Apesar do potencial da aliança de oposição para perseguir políticas mais orientadas para o Ocidente, o professor Ozkan acredita que adotará uma abordagem mais pacífica na região em comparação com o AKP:
“Estabelecer relações diplomáticas com a Síria é a primeira prioridade. A presença militar da Turquia na Síria será gradualmente reduzida, provavelmente em contato com outras potências regionais, e a integridade territorial será restaurada em cooperação com Damasco.”
Ozkan acrescenta:
“Não é possível dar um passo semelhante com o AKP. Enquanto o AKP permanecer no poder, ele vai querer manter sua presença militar e a continuação do conflito na Síria como moeda de troca tanto com o Ocidente quanto com a Rússia, e se beneficiar disso”.

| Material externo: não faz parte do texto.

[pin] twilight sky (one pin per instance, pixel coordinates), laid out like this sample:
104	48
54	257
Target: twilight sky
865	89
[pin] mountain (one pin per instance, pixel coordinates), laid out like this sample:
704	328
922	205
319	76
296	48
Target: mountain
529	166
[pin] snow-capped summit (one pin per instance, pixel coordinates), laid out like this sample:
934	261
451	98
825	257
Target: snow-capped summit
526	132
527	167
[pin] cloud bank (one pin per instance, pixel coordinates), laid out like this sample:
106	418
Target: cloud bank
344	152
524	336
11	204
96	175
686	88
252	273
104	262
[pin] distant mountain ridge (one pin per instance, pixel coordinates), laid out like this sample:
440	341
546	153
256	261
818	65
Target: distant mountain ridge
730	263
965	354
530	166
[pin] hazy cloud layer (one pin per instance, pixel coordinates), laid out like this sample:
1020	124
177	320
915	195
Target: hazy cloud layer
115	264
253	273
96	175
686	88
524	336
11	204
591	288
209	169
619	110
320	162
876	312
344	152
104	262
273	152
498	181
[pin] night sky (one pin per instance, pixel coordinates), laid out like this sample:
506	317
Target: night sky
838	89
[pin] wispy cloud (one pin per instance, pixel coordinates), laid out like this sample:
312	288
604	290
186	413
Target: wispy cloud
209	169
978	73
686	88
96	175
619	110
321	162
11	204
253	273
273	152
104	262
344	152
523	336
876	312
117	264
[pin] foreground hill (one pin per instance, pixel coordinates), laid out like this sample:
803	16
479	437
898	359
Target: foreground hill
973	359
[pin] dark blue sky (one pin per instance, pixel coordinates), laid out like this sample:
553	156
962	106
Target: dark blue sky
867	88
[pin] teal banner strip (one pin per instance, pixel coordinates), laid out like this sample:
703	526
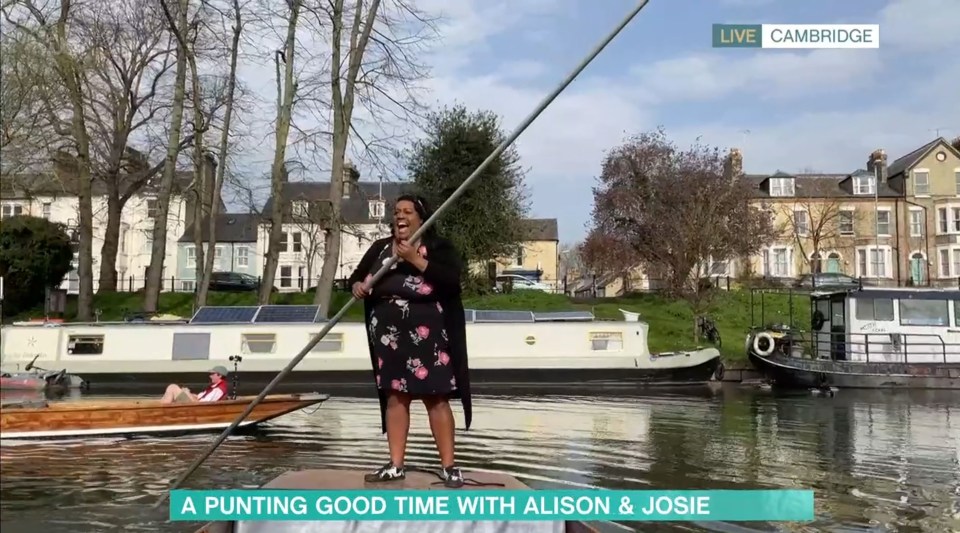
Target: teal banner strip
498	505
738	36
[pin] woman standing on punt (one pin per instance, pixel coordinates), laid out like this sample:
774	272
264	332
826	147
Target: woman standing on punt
417	335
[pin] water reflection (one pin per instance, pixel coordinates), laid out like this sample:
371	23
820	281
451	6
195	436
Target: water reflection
878	461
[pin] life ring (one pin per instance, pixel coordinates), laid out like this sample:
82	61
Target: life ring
718	372
770	344
818	320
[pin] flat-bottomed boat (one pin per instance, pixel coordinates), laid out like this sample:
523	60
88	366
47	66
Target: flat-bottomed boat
140	417
899	338
504	347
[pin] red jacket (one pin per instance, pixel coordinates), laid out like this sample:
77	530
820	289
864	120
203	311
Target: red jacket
214	393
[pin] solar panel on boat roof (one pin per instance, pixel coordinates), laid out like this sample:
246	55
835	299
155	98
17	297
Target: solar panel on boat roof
288	313
502	316
214	314
566	316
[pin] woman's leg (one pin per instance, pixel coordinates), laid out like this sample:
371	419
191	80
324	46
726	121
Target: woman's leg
442	427
398	425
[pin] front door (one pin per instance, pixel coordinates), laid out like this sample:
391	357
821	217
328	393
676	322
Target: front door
838	326
917	270
833	264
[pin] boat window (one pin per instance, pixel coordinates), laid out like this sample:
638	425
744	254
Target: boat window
875	309
259	342
604	341
824	307
85	344
924	313
331	342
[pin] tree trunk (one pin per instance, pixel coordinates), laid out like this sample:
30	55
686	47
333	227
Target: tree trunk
158	253
68	70
278	171
201	179
343	99
111	245
204	284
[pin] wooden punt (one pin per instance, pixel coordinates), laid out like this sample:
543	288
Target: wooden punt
86	418
341	479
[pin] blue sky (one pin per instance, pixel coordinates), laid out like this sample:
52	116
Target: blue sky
822	110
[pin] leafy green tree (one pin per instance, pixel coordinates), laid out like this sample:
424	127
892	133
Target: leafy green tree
34	254
485	222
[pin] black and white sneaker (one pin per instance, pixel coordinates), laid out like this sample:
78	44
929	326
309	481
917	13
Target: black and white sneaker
387	472
452	477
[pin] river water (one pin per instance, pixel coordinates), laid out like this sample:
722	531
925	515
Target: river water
878	461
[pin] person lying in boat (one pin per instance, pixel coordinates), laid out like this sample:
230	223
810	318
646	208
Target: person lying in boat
215	392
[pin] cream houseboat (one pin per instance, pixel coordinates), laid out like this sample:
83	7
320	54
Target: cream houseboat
866	338
505	348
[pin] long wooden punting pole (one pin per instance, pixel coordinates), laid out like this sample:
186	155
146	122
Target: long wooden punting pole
423	228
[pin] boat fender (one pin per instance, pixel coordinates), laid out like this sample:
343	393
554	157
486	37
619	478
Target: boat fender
818	319
763	335
718	373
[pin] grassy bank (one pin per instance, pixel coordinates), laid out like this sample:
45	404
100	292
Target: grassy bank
671	321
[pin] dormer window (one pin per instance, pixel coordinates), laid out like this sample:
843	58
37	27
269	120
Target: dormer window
864	184
12	210
301	209
782	186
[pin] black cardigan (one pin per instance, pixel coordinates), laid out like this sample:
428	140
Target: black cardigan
443	272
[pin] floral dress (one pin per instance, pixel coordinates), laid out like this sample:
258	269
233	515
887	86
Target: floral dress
406	328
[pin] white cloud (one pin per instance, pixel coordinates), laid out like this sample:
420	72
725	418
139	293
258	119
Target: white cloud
921	25
565	146
768	74
746	3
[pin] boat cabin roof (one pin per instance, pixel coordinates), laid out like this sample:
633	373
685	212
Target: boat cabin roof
309	314
891	293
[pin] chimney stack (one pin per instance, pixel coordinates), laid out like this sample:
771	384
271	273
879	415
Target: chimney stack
877	163
733	165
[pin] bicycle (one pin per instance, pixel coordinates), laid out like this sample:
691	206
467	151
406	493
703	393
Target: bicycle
707	329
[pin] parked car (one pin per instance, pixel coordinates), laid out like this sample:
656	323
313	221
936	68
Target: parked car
233	282
519	283
827	280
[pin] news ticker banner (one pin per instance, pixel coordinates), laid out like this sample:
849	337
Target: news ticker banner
796	36
498	505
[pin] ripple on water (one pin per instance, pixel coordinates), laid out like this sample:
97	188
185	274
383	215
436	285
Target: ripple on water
877	462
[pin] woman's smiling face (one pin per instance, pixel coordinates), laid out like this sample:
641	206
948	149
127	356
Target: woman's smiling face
406	220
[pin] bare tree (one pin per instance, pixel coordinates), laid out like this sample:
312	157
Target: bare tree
676	209
231	85
155	272
25	141
133	55
606	255
50	28
286	89
813	224
373	68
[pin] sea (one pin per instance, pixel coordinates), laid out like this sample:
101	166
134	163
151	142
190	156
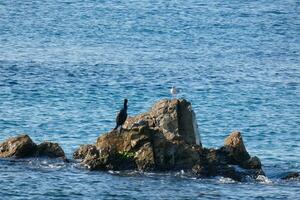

Algumas coisas nunca vão mudar
Mas o diplomata aposentado Solakoglu argumenta que, mesmo que a oposição vença, é improvável que eles desistam do espaço autônomo de política externa conquistado sob o AKP:
“Não acho que a presença militar na Síria, Iraque e Líbia vá desaparecer repentinamente. Da mesma forma, não acho que o governo Kilicdaroglu assumirá uma posição [diferente] no Mediterrâneo Oriental, na questão da 'Pátria Azul' e em Chipre. Sobre essas questões, eles são os mesmos do AKP. ”
O professor Baris Doster não prevê uma mudança significativa nas políticas de Erdogan, apesar de seu novo pragmatismo: “Se a oposição vencer as eleições”, ele diz que “as realidades e relações econômicas de Turquia continuarão a desacelerar, mesmo que ela queira se voltar para o oeste”.
Independentemente do resultado da eleição, é improvável que Turquia corte seus laços com o Ocidente. Enquanto alguns argumentam que Ancara deveria se adaptar à tendência global multipolar, Turquia ainda é um membro de pleno direito da aliança militar da OTAN, o que certamente criará obstáculos para ingressar na Organização de Cooperação de Xangai (SCO) liderada pela China – como Erdogan tem ameaçado periodicamente pendência.
Mas isso não impede que Turquia se junte aos BRICS+ estendidos , Iniciativa do Cinturão e Rota da China (BRI), instituições econômicas da Eurásia e/ou megaprojetos de conectividade terra-ferrovia-água. A questão é se as próximas eleições – independentemente de seus resultados – podem marginalizar ou redirecionar a multipolaridade que já varreu todas as instituições de Turquia.